Click to learn more about author Ian Rowlands.
It’s been a while since I posted. It’s been a busy summer as we’ve been working on launching our latest product. However, I’ve also taken some time to experiment with some of the tools that Citizen Data Scientists (CDS, for short) might be working with, to get more of a feel for what the role actually feels like.
I’ve played with a pair of programming languages (Python and R), a Data Wrangling/Preparation tool (Trifacta) and a couple of analytics platforms (QLIQ and Tableau). Just to be clear, I’m not plugging or criticizing any of these tools. My experience says as much about me and my background as it does about the tools.
Since I raised it, here’s my background. In the early 1970’s, I learned to program at college. BASIC, COBOL, Fortran, Pascal, a little APL and a little ADA. My first “real” job was with a Heavy Chemicals business. I learned to program in IBM Assembler, and PL/I, as well as writing some “real” COBOL and SAS. I worked with multiple DBMSs and TP systems. I took what I knew into the vendor world, and until the mid-90’s wrote quite a bit of code, and chased bugs in some massive applications.

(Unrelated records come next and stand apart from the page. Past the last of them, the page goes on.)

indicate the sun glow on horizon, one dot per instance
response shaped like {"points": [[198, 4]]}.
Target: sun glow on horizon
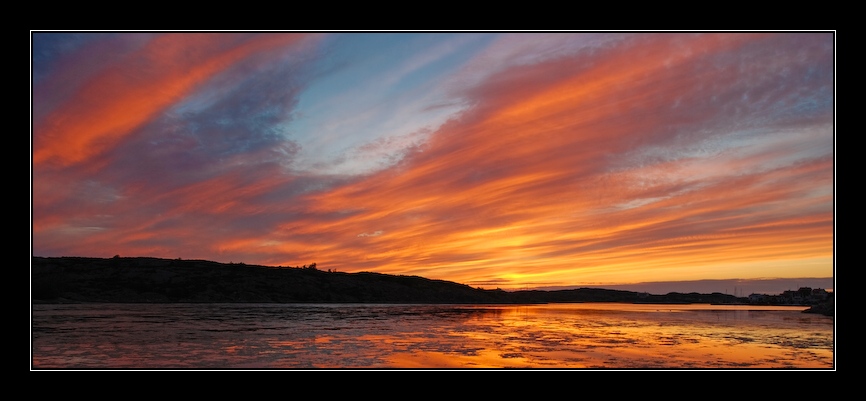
{"points": [[616, 158]]}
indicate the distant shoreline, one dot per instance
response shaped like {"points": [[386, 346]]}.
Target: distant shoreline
{"points": [[155, 280]]}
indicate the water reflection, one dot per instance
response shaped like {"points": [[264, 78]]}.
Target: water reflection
{"points": [[238, 336]]}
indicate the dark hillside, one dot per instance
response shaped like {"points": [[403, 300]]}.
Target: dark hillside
{"points": [[141, 279]]}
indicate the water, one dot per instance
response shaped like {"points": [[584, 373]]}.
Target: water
{"points": [[351, 336]]}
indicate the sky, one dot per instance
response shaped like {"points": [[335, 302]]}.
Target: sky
{"points": [[505, 160]]}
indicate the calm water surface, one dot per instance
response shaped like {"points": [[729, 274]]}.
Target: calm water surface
{"points": [[351, 336]]}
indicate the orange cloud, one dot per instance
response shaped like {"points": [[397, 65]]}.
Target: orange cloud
{"points": [[528, 188], [119, 99]]}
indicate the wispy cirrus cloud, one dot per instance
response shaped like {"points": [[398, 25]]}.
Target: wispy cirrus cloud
{"points": [[577, 158]]}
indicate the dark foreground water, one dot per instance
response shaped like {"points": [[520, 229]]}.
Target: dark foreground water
{"points": [[343, 336]]}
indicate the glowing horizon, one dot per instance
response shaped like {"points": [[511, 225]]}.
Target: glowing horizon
{"points": [[496, 160]]}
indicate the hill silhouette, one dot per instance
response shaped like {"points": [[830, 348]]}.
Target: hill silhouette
{"points": [[145, 279]]}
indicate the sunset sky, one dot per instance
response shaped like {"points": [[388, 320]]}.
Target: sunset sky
{"points": [[498, 160]]}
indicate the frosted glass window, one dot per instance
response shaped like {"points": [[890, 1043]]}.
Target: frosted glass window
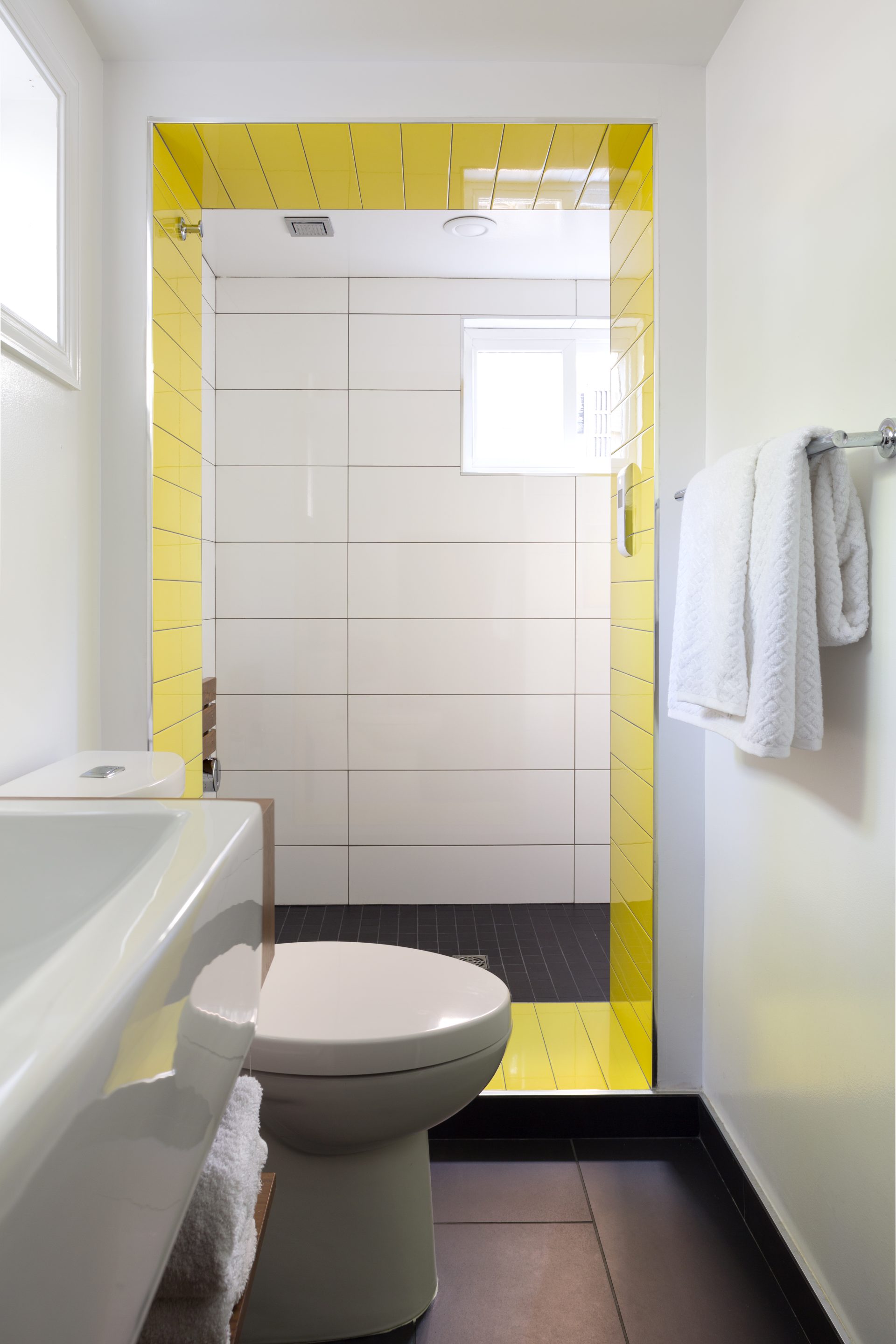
{"points": [[536, 399], [28, 189]]}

The CDS tools were a LOT harder to get going with than I had expected. If you don’t believe me or think it’s because I’m getting old, try it for yourself. Here are some conclusions I drew for anybody wanting to stage a support environment for the CDS:
- Everybody Can’t Be a CDS. It needs some experience and a detailed understanding of aspects of the business. A good CDS knows what questions to ask and wants to ask and answer them. My experimentation was only useful because I was pursuing a particular objective. A good CDS is willing to keep fighting for the answers and has dealt with the frustration of data complexity and imperfection. There has to be a commitment to getting usable results and making decisions based on data. The ability to learn how to use the tools is important – but that technical facility has no value without the business-like approach.
- Don’t Let Your CDSs Wildcat. There has to be a framework, to define both the areas to be explored and the portfolio of tools to be used. I explain some of the reasons below.
- Think about how you want to split work between CDSs and IT specialists. CDSs are unlikely to survive in isolation. They will need support. I hope it’s self-evident that they should focus on doing data stuff – not on making the exercise possible. In getting started, I found some of the tools I was trying to use needed significant work before they were useful.
- Do a Lot of there are many tools available, their capabilities overlap. I would be very grateful if someone would produce a usable CDSs landscape. When I thought about doing my little project, I looked around but didn’t find anything genuinely helpful. The major building blocks seem to be data ingestion, understanding, preparation, analysis, documentation, publication, collaboration, and governance.
- For every tool that you decide to make available provide a supporting environment. Identify the training, reading material, and useful websites. Have an “expert” to assist with knotty problems. I spent a fair bit of time deciding which of the vast amount of available stuff was helping me and which was just a fascinating diversion.
- Make every effort to be sure that CDSs document One thing that has not changed is that metadata is vital! Even after a couple of weeks, I found myself having to go back and re-understand the data I had created but left, for a short time, untouched.
- Think about governance. You need to decide what data goes into the Data Lake, and who can access it, but there might be a much more important question. Under what circumstances do results, or solutions based on those results, get used to drive business decisions?
It’s obviously not a complete list, but it gets towards the bigger point that bore more and more heavily on me as I pursued my little project. We have been here before. The emergence of Big Data technologies might be the third or fourth time that new tools have emerged to allow business users to work more closely with data on their own initiative, with a much-lessened dependence on data specialists.
There were specialized time-sharing systems, and then spreadsheets, SQL-based tools, and BI technologies. As each new technology emerged, the same problems emerged with them. Costs got a little out of control; data got to places it shouldn’t have got to, “experts” spent too much time helping others less able than themselves, and a lot of what was done was left undocumented, leaving no audit trail to explain business decisions. Each iteration has been more expensive. We stand at the beginning of an exciting new data journey. Now is the time to make sure that we learn the lessons of data history!